La noche se hizo eterna y pensé en la película "Náufrago" y como Tom Hanks se arrancó una muela utilizando una cuchilla de unos patines de hielo golpeada con una piedra. Lamentablemente no encontré las malditos patines. Hubiera deseado que me secuestrara el Laurence Olivier de "Marathon man" o el sádico dentista de "La pequeña tienda de los horrores" interpretado por Steve Martin.

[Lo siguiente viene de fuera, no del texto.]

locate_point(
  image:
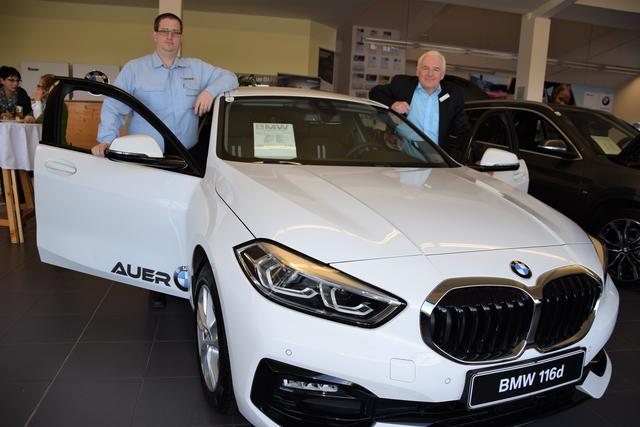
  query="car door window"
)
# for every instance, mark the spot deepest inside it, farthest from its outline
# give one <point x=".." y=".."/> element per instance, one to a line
<point x="490" y="131"/>
<point x="533" y="129"/>
<point x="73" y="113"/>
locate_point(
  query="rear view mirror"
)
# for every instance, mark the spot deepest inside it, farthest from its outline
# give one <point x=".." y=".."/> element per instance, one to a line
<point x="496" y="160"/>
<point x="557" y="147"/>
<point x="137" y="145"/>
<point x="143" y="149"/>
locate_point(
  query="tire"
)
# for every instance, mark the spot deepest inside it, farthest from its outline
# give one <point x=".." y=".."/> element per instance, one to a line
<point x="621" y="233"/>
<point x="211" y="344"/>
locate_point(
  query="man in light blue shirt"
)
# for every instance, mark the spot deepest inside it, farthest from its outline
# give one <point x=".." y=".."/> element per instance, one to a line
<point x="433" y="105"/>
<point x="178" y="90"/>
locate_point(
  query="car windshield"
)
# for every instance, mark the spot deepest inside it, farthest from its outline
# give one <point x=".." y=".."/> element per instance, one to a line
<point x="607" y="133"/>
<point x="322" y="132"/>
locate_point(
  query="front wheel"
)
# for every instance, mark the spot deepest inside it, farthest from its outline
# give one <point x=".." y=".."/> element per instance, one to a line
<point x="213" y="355"/>
<point x="621" y="233"/>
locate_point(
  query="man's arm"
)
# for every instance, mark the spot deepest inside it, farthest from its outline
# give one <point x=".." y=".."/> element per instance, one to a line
<point x="216" y="81"/>
<point x="113" y="113"/>
<point x="391" y="95"/>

Al día siguiente anduve mucho. Dicen que con el ejercicio se liberan endorfinas que funcionan como analgésicos naturales. Lo que ocurre es que ayer hizo un día de perros como para salir a la calle a vagabundear sin rumbo. De tal manera que me puse a caminar por el pasillo de mi casa, que, por otra parte, debe ser uno de los lugares más fríos del país. De hecho, me pareció ver a unos esquimales co
nstruyendo un igloo. Ese momento fue en el que el dolor experimentó su punto más álgido y, en esas, pensaba que era absurdo que los dientes se conectaran a los nervios, que pudiera ser un sistema tan fastidioso. Podíamos ser como las moscas y tener una especie de trompa con la que absorber los alimentos. De paso también podríamos tener alas y solucionar los atascos de tráfico. ¿Por qué razón la evolución no permite tener al mismo tiempo una gran inteligencia y un cuerpo adaptado al vuelo o a trepar por las paredes?. Naturalmente todo esto me estaba conduciendo inevitablemente a la locura. Pero igual que el umbral del dolor se situó en su máximo exponente, también comenzó a bajar, muy despacio pero sin marcha atrás. Los antibióticos comenzaban a ganar la batalla. Muchos de ustedes se preguntarán por qué simplemente no acudí al dentista. Bueno, no es porque piense que las camillas parezcan potros de tortura y el instrumental algo más propio de un sádico que de un titulado en medicina, no es tampoco porque sea de la opinión de que semejante profesión sea una actividad residual del Santo Oficio, es porque simplemente soy un poco tontuno con pánico y cargado de fobias estúpidas. No hagan caso de todo esto y siempre acudan a un profesional. Yo no puedo, porque de lo contrario, ¿cómo demonios les contaría esta historia tan absurda?. ¡Salud compañeros!.